In fact I found a basic working example in a post from edmunds and have developed this on to meet requirements and now have it running on a 20M2.

The bitmaps for the character fonts together with some standard messages and ssd1306 op codes all sit nicely in the 512 byte table.

There are a few tweaks still required such as formatting to centre or left justify messages and support some graphics beyond bitmapped splash screens but with around half the memory still available this looks eminently feasible.

Unfortunately the 20x2 memory configuration seems less suited to the project due to the smaller table size (unless you know otherwise) but would have been better with its inbuilt 64mhz speed.
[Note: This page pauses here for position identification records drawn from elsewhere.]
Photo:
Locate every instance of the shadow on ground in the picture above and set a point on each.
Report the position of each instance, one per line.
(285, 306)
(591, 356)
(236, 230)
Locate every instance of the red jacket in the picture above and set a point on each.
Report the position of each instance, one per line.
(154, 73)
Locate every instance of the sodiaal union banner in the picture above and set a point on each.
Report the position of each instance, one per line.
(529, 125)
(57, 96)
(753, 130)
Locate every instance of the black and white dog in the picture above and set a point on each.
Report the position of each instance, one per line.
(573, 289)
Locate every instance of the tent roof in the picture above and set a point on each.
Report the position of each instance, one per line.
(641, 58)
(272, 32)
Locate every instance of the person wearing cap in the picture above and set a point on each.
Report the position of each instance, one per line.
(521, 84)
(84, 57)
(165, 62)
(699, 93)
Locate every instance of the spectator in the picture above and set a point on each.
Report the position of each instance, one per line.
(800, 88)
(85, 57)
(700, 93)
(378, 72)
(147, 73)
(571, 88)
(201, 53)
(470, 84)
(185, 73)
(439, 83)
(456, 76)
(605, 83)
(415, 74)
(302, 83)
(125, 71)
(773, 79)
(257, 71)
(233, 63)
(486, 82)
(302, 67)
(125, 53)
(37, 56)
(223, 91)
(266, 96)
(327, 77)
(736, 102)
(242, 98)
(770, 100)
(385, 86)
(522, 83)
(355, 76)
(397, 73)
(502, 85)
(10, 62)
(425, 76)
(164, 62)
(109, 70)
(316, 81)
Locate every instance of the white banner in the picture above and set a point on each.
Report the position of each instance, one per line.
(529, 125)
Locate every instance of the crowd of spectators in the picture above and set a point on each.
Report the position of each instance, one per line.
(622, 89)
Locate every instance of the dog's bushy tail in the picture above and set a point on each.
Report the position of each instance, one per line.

However this demonstrates how great the picaxe chip and picaxe forum are as I never succeeded in getting this working on certain ssd1306 based oled displays / esp8266 / esp32 combinations even after tracking down and chatting with one of the original contributors to the arduino based libraries with their thousands of lines of horrible c / c++ code!

I have even found a use for a parallel processing fractal optimizer which never solved the astrodynamics problem it was originally created for but has successfully compressed the font table from around 400 bytes down to just 46 although 100 in total including the integer only expansion algorithms and a patch table so multiple fonts a la arduino version seem do-able. Of course a more sensible solution would be to hold them in an external eeprom.

Many thanks for the inspiration from your rotary encoder / picaxe based dimmer project without which I would never have discovered the humble but very capable picaxe.